New clothes will be a necessity not a reward   will someone inform my dh of this please?????


----------



## mudbug (Jan 15, 2005)

lol, kyles.  Wait until you can try on a pair of white slacks and look at yourself in the 3-way mirror without cringing - what a feeling!


----------



## middie (Jan 15, 2005)

kyles said:
			
		

> New clothes will be a necessity not a reward   will someone inform my dh of this please?????




dear mr. kyles,
  please read above post.
thank you.

                     sincerely,

                       middie


----------



## buckytom (Jan 15, 2005)

lol middie

give mr. kyles a yorkie bar....


----------



## kyles (Jan 15, 2005)

Mudbug, weight or no weight I can never wear white pants, I am just a messy kid and always will be!!!! But I shall try some on, just so I can look and go, I did it!!!!!

And middie, said post will be forwarded to "mr kyles" forthwith!
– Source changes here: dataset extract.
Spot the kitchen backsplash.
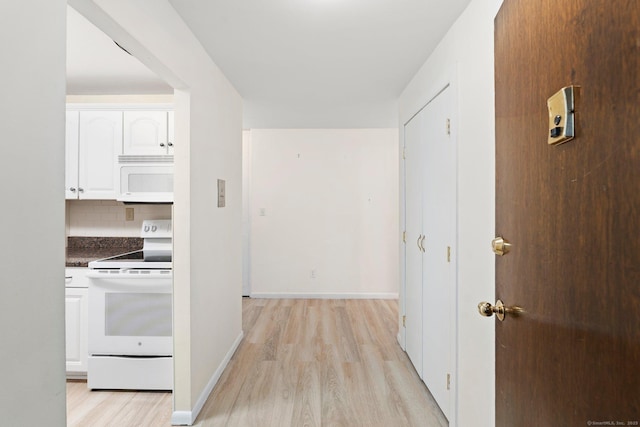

Buckytom, do they have the same slogan for Yorkie bars that they do here "they're not for girls"


----------



## middie (Jan 15, 2005)

buckytom said:
			
		

> lol middie
> 
> give mr. kyles a yorkie bar....



okay... first tell me what a yorkie bar is... cause i'm not giving anything
without knowing what i'm giving.


----------



## buckytom (Jan 15, 2005)

middie, you're really cracking me up today. thanks, i needed the laughs. i'm so sick of working. i'd rather be home making dollies out of nuts and bolts, errrr, i mean installing a new intake in my truck, yeah, that's it.

and would i ever tell you to do something bad?  ok,ok, well something bad that wan't fun????

yes, kyles, they use the same slogan. it's printed right on the wrapper. i'm so glad one of our supermarkets has added an english/irish section to their international aisle, which previously was just spanish and polish. now i can get barry's tea, and real oatmeal/porridge, marrowfat peas, and good beans to have with toast. and of course yorkies.


----------



## middie (Jan 15, 2005)

bucky glad to be of service. sorry you're having a bad day


----------



## pdswife (Jan 15, 2005)

I'll think about a nice long list and let ya 
know tomorrow!


----------



## pdswife (Jan 15, 2005)

Not a reward really but, a GREAT motivator... We just booked a    flight to Las Vegas in March!  We have a friend getting married there. Yep, at the Church of Elvis.    We're going to be flying in and staying with other friends.   4 days of  wild parties!!  Well, at least as wild as old people like us get.      I have a few out fits that I want to fit into.   So... the diet starts NOW!


----------



## Darkstream (Jan 16, 2005)

I have allready had to buy a new wardrobe, and even that is starting to get a bit large on me. Fortunately it is really cheap and can be thrown away (from LIDL Kyles). 

I canot wear the suits I used to (they fall off), but I can wear the ones I had bespoke 20 years ago, cost a fortune, and are as smart as ever. So that is something of a reward.

But the best reward is there is a stong possibility that I will not loose a limb or go blind before I die or at least get a lot older than I intend to.

Top that.


----------



## kyles (Jan 16, 2005)

Hey Darkstream, I admire people who can be intrinsically motivated, I am just a "material girl" at the end of the day, and need something physical to motivate myself with! I have never been to Lidl, I think we have one nearby I might need to go and investigate!!!


----------



## lyndalou (Jan 16, 2005)

It sounds like you are all off to a good start. I have one suggestion.
If you are like me, you will eat every morsel of food given to you in a restaurant, even if it's way too much food. The way I deal with it, is I ask the server for a take home box before I even start eating. I put half of the food into the box, and enjoy the other half.  It helps a lot, and hibby or i have a good lunch the next day, (or sometimes we split it).

Good luck to all of you.


----------



## pdswife (Jan 16, 2005)

lyndalou said:
			
		

> It sounds like you are all off to a good start. I have one suggestion.
> If you are like me, you will eat every morsel of food given to you in a restaurant, even if it's way too much food. The way I deal with it, is I ask the server for a take home box before I even start eating. I put half of the food into the box, and enjoy the other half.  It helps a lot, and hibby or i have a good lunch the next day, (or sometimes we split it).
> 
> Good luck to all of you.



Great idea!


----------